Don't get me wrong; I like Gala apples. Sweet, firm, and juicy; they hold up well in winter storage, too, even until spring when the pickings of apples in the grocery store are starting to look sad. But if given a choice, I'll go for an Empire or a Braeburn, or that once-exotic but now pedestrian Granny Smith.
The most popular apple in the United States has been and still is the Red Delicious, despite the fact that most people have never eaten a decent one. At their prime, this apple has dark, sensual notes of wine and maple to its sugary juice, and can be as firm as any of the crispiest varieties out there. But normally it is mushy, bland and insipid.

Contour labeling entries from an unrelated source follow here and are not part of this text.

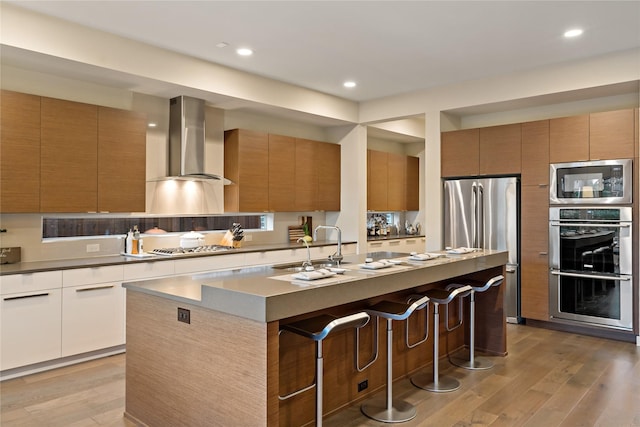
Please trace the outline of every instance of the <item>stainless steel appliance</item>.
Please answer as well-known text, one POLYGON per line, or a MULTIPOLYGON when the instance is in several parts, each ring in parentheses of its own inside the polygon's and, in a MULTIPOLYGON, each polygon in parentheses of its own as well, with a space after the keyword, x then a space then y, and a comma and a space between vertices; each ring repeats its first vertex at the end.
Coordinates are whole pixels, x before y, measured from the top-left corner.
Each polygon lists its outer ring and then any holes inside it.
POLYGON ((559 204, 631 204, 631 159, 554 163, 549 202, 559 204))
POLYGON ((520 317, 520 182, 518 178, 444 181, 444 245, 506 250, 507 321, 520 317))
POLYGON ((549 295, 554 319, 631 330, 632 208, 549 209, 549 295))

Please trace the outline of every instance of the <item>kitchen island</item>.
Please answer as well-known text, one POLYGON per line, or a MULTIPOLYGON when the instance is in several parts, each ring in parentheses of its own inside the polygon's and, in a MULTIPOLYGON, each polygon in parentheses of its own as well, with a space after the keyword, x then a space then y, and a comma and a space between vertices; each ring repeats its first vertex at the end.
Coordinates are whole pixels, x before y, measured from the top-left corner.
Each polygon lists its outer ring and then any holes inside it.
MULTIPOLYGON (((407 254, 373 256, 405 262, 370 271, 359 268, 364 255, 347 256, 344 274, 314 282, 292 280, 286 269, 254 267, 125 283, 127 417, 141 425, 308 423, 314 413, 313 392, 282 402, 278 395, 313 380, 313 343, 291 334, 279 337, 280 325, 319 313, 360 311, 383 298, 401 300, 446 283, 487 280, 504 274, 507 261, 502 251, 416 262, 407 261, 407 254)), ((496 355, 506 353, 501 288, 477 298, 476 348, 496 355)), ((414 316, 413 341, 426 320, 424 312, 414 316)), ((396 327, 404 332, 402 322, 395 322, 396 327)), ((372 331, 371 325, 362 331, 360 365, 372 355, 372 331)), ((431 336, 406 349, 404 333, 394 335, 396 378, 430 365, 431 336)), ((468 333, 459 328, 441 335, 444 355, 463 347, 468 333)), ((384 346, 384 328, 378 336, 384 346)), ((326 340, 325 413, 384 386, 384 354, 363 372, 353 368, 353 354, 353 331, 326 340), (364 380, 368 388, 358 392, 364 380)))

Britain's most popular apple for many years has been Cox's Orange Pippin, but this story in the Guardian claims that the top apple is now the sweet Gala. The writer goes on to encourage readers to sample Britain's heirloom varieties, some of which have continued to be sold at greengrocers for years, and some of which are slowly being re-introduced on the wave of love for heirloom apples that is also sweeping the Unites States.
The Guardian has published some terrific articles of interest to apple and orchardist enthusiasts in recent years, like this one on cider apples, or this one that suggests that mistletoe may become scarce as its favorite habitat, the traditional country apple orchard, becomes a thing of the past. This writer praises the English apple and all its variety, and this piece bemoans the British trend of importing most of its apples instead of relying on local abundance.
Nature loves diversity, and, as Michael Pollan describes in fascinating prose in his book The Botany of Desire, apple trees reward human intervention on their behalf with sweeterm more delectable fruit. Let's help them along, shall we?